Abstract 3303: The 26S Proteasome is Activated at Critically Low ATP Concentrations and Contributes to Myocardial Damage During Cold Ischemia
Proteasomes, the major non-lysosomal proteases in all eukaryotic cells, are regulated by ATP and thought to contribute to myocardial ischemia-reperfusion injury. However, their role and regulation during ischemia are poorly understood. Because the duration of cold ischemia (CI) is closely related to loss of function and reduced organ survival in cardiac transplantation, we studied whether proteasomes contribute to organ damage in rat hearts during CI (4°C). Consistent with earlier observations, we detected that proteasome activity in normal heart extracts is negatively regulated by ATP. Compared with normal myocardial [ATP, 5mM], proteasome activity increased continuously by 500% at 50–100 μM ATP when [ATP] was gradually reduced. Measurements of activities and 20S/26S proteasome content in highly purified enzyme preparations showed that this activation was caused by 26S proteasomes that are stable at low [ATP, <1mM]. Myocardial [ATP] during CI in University of Wisconsin (UW) solution for up to 48h decreased exponentially with a half life of 8.2h (r2: 0.8). Proteasome activities increased time dependently by 200% and reached plateau after 24h of CI when measured at the tissue [ATP] and 37°C, and by 1000% with plateau at 12h when measured at 4°C (p<0.001 vs. control for both conditions). Addition of the specific proteasome inhibitor epoxomicin (50 μM) to the UW solution reduced proteasome activities by >90%, but did not affect tissue [ATP]. While there were no histomorphological (H&E/Masson’s trichrome) differences between normal and ischemic hearts w/o epoxomicin, transmission electron microscopy showed profound ultrastructural changes after 24h of CI (cell edema, mitochondrial swelling, myofilament disruption), and all were obviously attenuated by epoxomicin. Wet/dry-weight ratios increased from 3.5±0.07 to 4.0±0.06 after 24h of CI (p<0.001) and were attenuated with epoxomicin (3.7±0.12, p<0.01 vs.

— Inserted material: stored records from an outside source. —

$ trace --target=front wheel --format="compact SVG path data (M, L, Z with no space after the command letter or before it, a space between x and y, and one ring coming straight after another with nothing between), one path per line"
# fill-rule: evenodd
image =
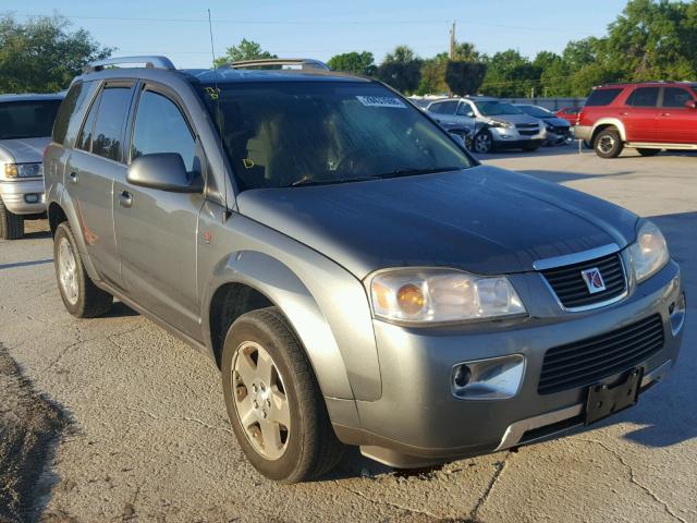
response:
M95 318L111 308L113 296L99 289L89 278L77 243L68 222L56 229L53 265L58 289L70 314L77 318Z
M526 153L534 153L540 148L540 144L525 144L523 150Z
M475 153L487 155L493 150L493 138L487 130L480 131L472 141L472 147Z
M24 218L10 211L0 198L0 239L19 240L24 236Z
M344 446L307 356L277 307L235 320L225 337L221 370L232 428L264 476L297 483L339 463Z
M607 127L596 135L594 148L600 158L616 158L622 154L624 144L615 129Z

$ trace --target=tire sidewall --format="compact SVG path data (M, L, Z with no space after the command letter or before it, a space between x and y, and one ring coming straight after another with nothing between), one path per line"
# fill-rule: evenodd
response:
M603 136L611 136L614 139L614 145L607 153L601 150L599 145L600 139ZM617 133L617 131L614 129L604 129L600 131L594 139L594 149L600 158L616 158L617 156L620 156L620 153L622 153L622 137L620 136L620 133Z
M247 434L240 423L237 415L235 398L232 385L232 364L237 348L244 341L255 341L259 343L271 356L276 364L283 387L289 400L291 410L291 430L289 434L288 448L278 460L268 460L261 457L248 440ZM261 321L249 320L241 317L235 321L225 337L221 373L223 382L223 394L228 416L232 424L232 429L244 451L247 460L266 477L274 481L288 481L297 472L297 465L302 462L304 448L304 431L307 426L307 419L304 416L304 409L301 409L297 387L294 381L295 370L292 368L282 341L279 340L272 329L264 326Z
M68 240L71 248L73 250L73 256L75 257L75 270L76 270L76 279L77 279L77 301L72 304L65 297L65 291L63 290L63 285L61 284L60 277L60 265L59 265L59 245L61 240ZM70 227L65 224L65 222L58 226L56 229L56 235L53 236L53 267L56 268L56 281L58 282L58 292L61 295L61 300L63 300L63 305L70 314L73 316L80 316L82 314L82 306L84 304L84 285L85 285L85 269L83 267L83 260L80 256L80 251L77 250L77 245L75 242L75 236L73 236L73 232L70 230Z

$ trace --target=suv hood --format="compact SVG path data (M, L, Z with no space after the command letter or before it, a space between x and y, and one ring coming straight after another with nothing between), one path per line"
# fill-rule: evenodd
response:
M44 148L50 142L50 136L0 139L0 161L10 161L13 163L42 161Z
M637 217L608 202L478 166L334 185L250 190L241 214L363 279L387 267L529 271L548 257L633 242Z
M485 120L493 120L494 122L505 123L535 123L539 124L540 121L537 118L533 118L529 114L493 114L491 117L482 117Z

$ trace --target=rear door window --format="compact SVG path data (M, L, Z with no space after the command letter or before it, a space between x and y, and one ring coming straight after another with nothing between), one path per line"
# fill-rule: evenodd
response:
M617 97L620 93L622 93L621 88L596 89L588 97L588 100L586 101L586 107L609 106L614 101L614 99Z
M685 104L694 100L693 95L682 87L665 87L663 89L663 107L685 108Z
M638 87L627 98L627 106L657 107L659 87Z
M95 155L121 161L124 123L131 102L131 87L107 86L101 92L91 138Z

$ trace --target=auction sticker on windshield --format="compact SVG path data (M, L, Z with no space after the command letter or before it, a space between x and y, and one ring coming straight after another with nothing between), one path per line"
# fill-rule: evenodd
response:
M404 102L394 96L356 96L360 104L368 107L406 108Z

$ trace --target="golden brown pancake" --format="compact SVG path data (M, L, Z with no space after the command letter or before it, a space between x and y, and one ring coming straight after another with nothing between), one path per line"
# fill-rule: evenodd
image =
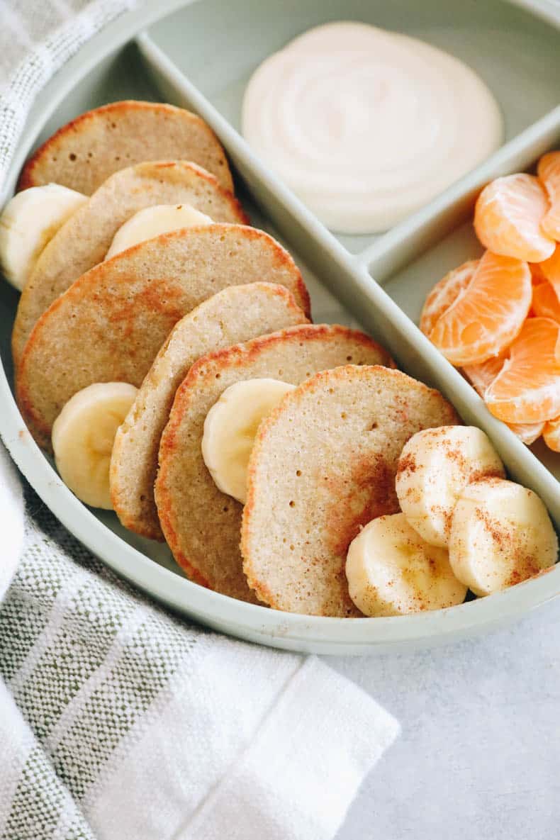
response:
M162 234L96 265L39 318L22 356L16 396L35 439L50 446L52 423L86 386L139 386L180 318L221 289L260 280L286 286L308 310L290 255L244 225Z
M86 271L100 263L127 219L154 204L191 204L216 222L247 217L213 175L193 163L140 163L115 172L58 230L28 279L12 334L14 365L38 318Z
M230 286L173 328L117 432L111 459L113 507L132 531L163 539L154 499L161 434L175 392L200 356L298 323L306 316L283 286Z
M287 394L259 426L249 465L241 547L259 598L287 612L359 615L349 543L399 511L395 478L409 438L459 422L439 391L378 365L327 370Z
M54 181L91 196L113 172L144 160L192 160L233 190L223 149L203 119L173 105L133 99L63 125L27 161L18 189Z
M202 459L204 420L210 408L234 382L270 377L298 385L317 370L347 361L391 364L387 353L364 333L310 324L210 354L191 368L161 438L155 501L175 559L193 580L257 602L242 569L243 507L217 489Z

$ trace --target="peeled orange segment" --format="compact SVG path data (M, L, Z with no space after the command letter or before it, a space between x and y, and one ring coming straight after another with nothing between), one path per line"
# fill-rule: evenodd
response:
M455 302L459 293L467 288L479 262L479 260L469 260L458 268L448 271L445 277L436 283L426 298L420 316L420 328L425 335L429 337L437 318Z
M530 318L510 348L510 358L484 400L495 417L510 423L536 423L560 416L560 365L556 344L560 324Z
M496 178L484 188L474 207L476 235L495 254L541 262L555 245L541 228L549 207L545 188L534 175Z
M486 251L470 283L436 322L430 339L452 365L476 365L513 341L532 297L526 262Z
M550 209L545 213L541 227L547 236L560 239L560 152L543 155L536 174L548 194Z
M542 437L549 449L552 452L560 452L560 417L549 420L544 424Z
M499 356L493 356L479 365L465 365L463 372L476 391L479 396L484 398L486 388L495 381L507 358L507 350Z
M545 428L543 423L508 423L505 425L510 427L513 433L517 435L526 446L534 444L541 437Z
M541 283L533 286L531 311L537 318L552 318L560 323L560 301L552 283Z
M541 267L541 263L530 263L529 268L531 269L531 279L533 286L547 282L547 276Z
M495 356L493 359L489 359L486 362L482 362L481 365L467 365L463 367L463 374L479 396L482 396L483 400L486 393L486 389L489 387L504 367L504 362L508 356L509 351L505 350L504 353L500 353L499 356ZM543 423L506 423L505 425L509 426L513 433L526 446L531 446L537 438L541 437L544 428Z
M560 245L557 245L552 256L543 260L540 265L541 270L552 285L557 295L560 295Z

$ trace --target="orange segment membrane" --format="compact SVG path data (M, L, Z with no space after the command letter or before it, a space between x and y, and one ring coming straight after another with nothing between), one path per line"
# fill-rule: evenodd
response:
M519 333L532 298L526 262L486 251L470 283L430 333L452 365L475 365L498 355Z
M560 152L549 152L539 160L536 174L544 185L550 202L541 227L547 236L560 239Z
M560 452L560 417L545 423L542 437L549 449Z
M455 302L459 293L467 288L479 262L479 260L469 260L458 268L448 271L445 277L436 283L426 298L420 316L420 328L425 335L429 337L437 318Z
M510 357L486 389L491 412L510 423L536 423L560 416L560 365L556 348L560 324L527 318Z
M474 207L474 229L480 242L502 256L541 262L554 250L554 239L542 228L550 209L538 178L520 173L488 184Z
M489 359L488 361L483 362L481 365L468 365L463 369L463 374L483 400L486 393L486 389L496 378L508 356L509 353L506 350L499 356ZM506 423L506 426L510 427L513 433L519 438L522 444L530 446L542 434L544 423Z
M552 318L560 323L560 301L551 283L533 286L533 302L531 306L537 318Z

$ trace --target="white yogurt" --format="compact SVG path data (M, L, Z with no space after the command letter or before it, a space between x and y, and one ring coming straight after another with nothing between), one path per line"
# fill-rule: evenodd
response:
M500 108L466 65L366 24L310 29L251 77L243 133L328 227L386 230L497 149Z

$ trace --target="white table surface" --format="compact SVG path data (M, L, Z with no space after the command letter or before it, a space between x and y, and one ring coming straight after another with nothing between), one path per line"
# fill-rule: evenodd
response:
M337 840L560 837L560 599L472 640L327 661L402 726Z

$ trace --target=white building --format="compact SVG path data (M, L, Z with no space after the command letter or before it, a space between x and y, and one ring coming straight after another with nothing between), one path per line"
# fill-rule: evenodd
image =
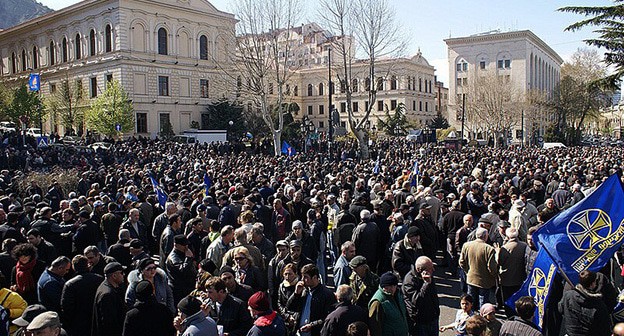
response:
M466 94L470 78L481 71L493 70L497 75L505 76L525 97L530 92L548 96L559 83L563 60L530 30L491 31L444 41L448 47L450 77L449 122L457 129L462 123L462 95ZM544 133L550 117L541 111L533 116L530 121L524 121L524 134L512 133L514 141L522 141L524 135L524 141L528 143ZM522 116L517 118L515 129L520 130ZM465 133L467 138L468 129Z
M117 79L134 104L136 134L155 136L167 121L178 133L233 92L211 80L217 64L227 66L235 24L206 0L82 1L0 31L0 80L39 73L45 99L66 79L89 98ZM56 120L44 128L64 132Z

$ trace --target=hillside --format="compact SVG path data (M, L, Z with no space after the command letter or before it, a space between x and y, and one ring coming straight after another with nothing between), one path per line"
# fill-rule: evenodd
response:
M52 10L35 0L0 0L0 29L7 29Z

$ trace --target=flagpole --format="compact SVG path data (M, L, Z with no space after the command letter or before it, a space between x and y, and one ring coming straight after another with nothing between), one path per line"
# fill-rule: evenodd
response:
M553 263L555 263L555 265L557 266L557 270L559 270L559 273L563 276L563 278L565 279L565 281L572 287L574 287L574 284L572 283L572 280L570 280L570 278L568 278L568 275L565 274L565 272L563 271L563 269L561 268L561 266L559 266L559 261L555 260L555 258L553 258L552 254L550 253L550 251L548 251L548 249L546 248L546 245L544 245L544 243L540 240L539 241L539 245L544 249L544 251L546 252L546 254L548 254L548 256L550 257L550 260L553 261Z

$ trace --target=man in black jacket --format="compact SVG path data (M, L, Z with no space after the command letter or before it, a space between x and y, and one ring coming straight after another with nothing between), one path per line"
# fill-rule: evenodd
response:
M126 313L123 336L173 336L173 316L167 306L156 301L154 286L148 280L139 281L135 288L136 303Z
M297 323L301 335L319 336L325 318L333 310L336 297L321 283L315 265L303 266L301 277L303 280L295 286L295 292L288 299L286 307L290 311L301 312Z
M411 335L437 335L439 332L440 303L433 271L431 259L421 256L403 280L401 291Z
M95 293L104 277L89 272L89 261L83 255L72 259L76 275L69 279L61 293L61 317L69 336L84 335L91 329Z
M126 317L123 271L123 266L118 262L110 263L104 268L106 280L100 284L95 293L91 336L122 334L123 321Z
M245 302L227 292L225 282L219 277L212 277L206 282L206 292L212 303L219 303L219 309L209 306L209 315L218 325L223 326L223 332L228 336L243 336L253 324L253 319L247 310Z
M173 301L177 305L180 300L195 289L197 268L193 261L193 251L188 248L189 241L183 234L173 238L173 250L165 263L165 271L169 285L173 290Z
M364 308L354 305L353 289L348 285L340 285L336 289L336 309L327 315L321 336L346 335L349 324L356 321L368 321Z

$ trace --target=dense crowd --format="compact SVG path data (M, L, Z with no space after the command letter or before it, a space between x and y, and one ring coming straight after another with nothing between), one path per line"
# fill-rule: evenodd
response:
M503 302L531 272L536 228L621 173L621 148L269 150L7 138L0 335L611 334L619 254L574 288L557 279L542 330L532 298ZM52 167L76 169L75 188L19 187ZM440 277L460 282L449 325Z

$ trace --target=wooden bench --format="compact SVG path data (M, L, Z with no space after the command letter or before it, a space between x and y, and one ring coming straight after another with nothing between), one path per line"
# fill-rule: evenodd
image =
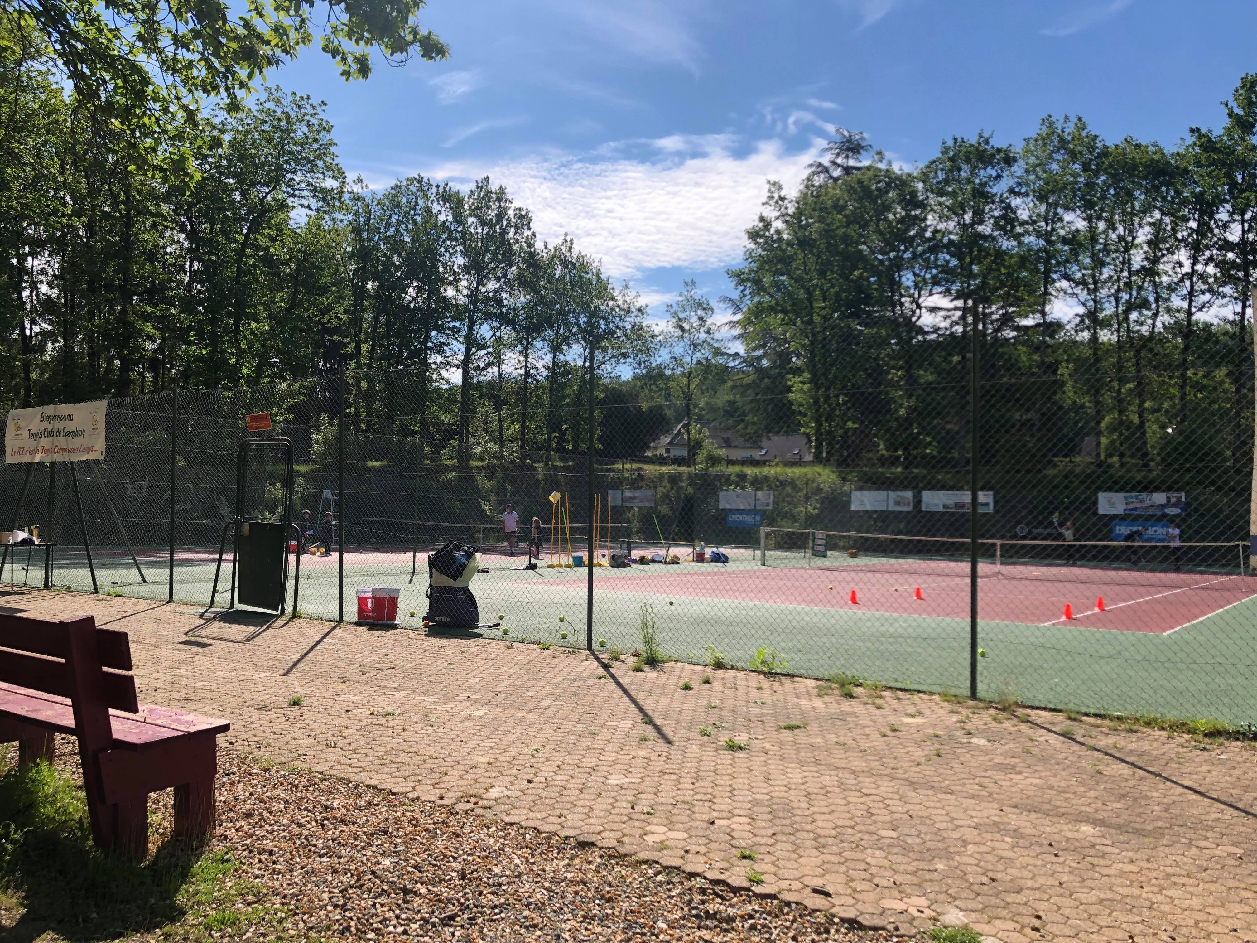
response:
M19 763L52 762L53 734L78 738L92 836L102 849L142 858L148 793L175 790L175 832L214 834L217 736L230 729L136 700L126 632L92 616L54 622L0 615L0 743Z

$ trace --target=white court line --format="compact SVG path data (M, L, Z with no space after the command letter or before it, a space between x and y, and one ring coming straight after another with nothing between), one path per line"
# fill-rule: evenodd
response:
M1144 596L1140 600L1130 600L1129 602L1119 602L1116 606L1105 606L1102 610L1092 609L1090 612L1080 612L1079 615L1073 616L1073 619L1053 619L1051 622L1043 622L1043 625L1056 625L1057 622L1072 622L1075 620L1082 619L1082 616L1094 616L1096 612L1111 612L1112 610L1121 609L1123 606L1134 606L1136 602L1148 602L1149 600L1159 600L1163 596L1173 596L1173 595L1175 595L1178 592L1187 592L1188 590L1199 590L1202 586L1213 586L1213 583L1224 583L1224 582L1227 582L1227 580L1236 580L1236 578L1238 578L1238 577L1224 576L1221 580L1209 580L1208 582L1197 583L1195 586L1183 586L1183 587L1180 587L1178 590L1170 590L1169 592L1158 592L1155 596ZM1243 600L1241 600L1241 602L1243 602ZM1234 604L1232 604L1232 605L1234 605ZM1231 606L1227 606L1227 609L1231 609ZM1219 609L1218 611L1221 612L1222 610ZM1209 615L1212 616L1213 612L1210 612ZM1202 619L1207 619L1207 617L1208 616L1202 616ZM1200 621L1200 620L1198 619L1195 621ZM1188 625L1192 625L1192 624L1188 622ZM1178 626L1177 629L1182 629L1182 627L1183 626ZM1177 631L1177 629L1170 629L1166 632L1159 632L1159 634L1160 635L1169 635L1172 631Z
M1218 612L1226 612L1232 606L1238 606L1241 602L1248 602L1248 600L1251 600L1251 598L1252 598L1252 596L1244 596L1238 602L1232 602L1231 606L1223 606L1222 609L1217 609L1217 610L1214 610L1213 612L1209 612L1205 616L1200 616L1199 619L1193 619L1190 622L1184 622L1183 625L1177 625L1173 629L1170 629L1168 632L1161 632L1161 635L1172 635L1172 634L1177 632L1179 629L1187 629L1189 625L1195 625L1197 622L1203 622L1205 619L1213 619L1213 616L1218 615Z

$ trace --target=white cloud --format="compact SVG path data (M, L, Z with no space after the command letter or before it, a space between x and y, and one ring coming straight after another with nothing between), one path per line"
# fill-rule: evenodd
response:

CI; n=5/group). These findings identify the 26S proteasome as a protease that is activated at low tissue [ATP] and contributes to myocardial damage during CI. Our data further suggest proteasome inhibition as a novel approach to reduce cell damage during cold ischemic storage of donor organs, and possibly during myocardial ischemia in general.
This research has received full or partial funding support from the American Heart Association, Greater Southeast Affiliate (Alabama, Florida, Georgia, Louisiana, Mississippi, Puerto Rico & Tennessee).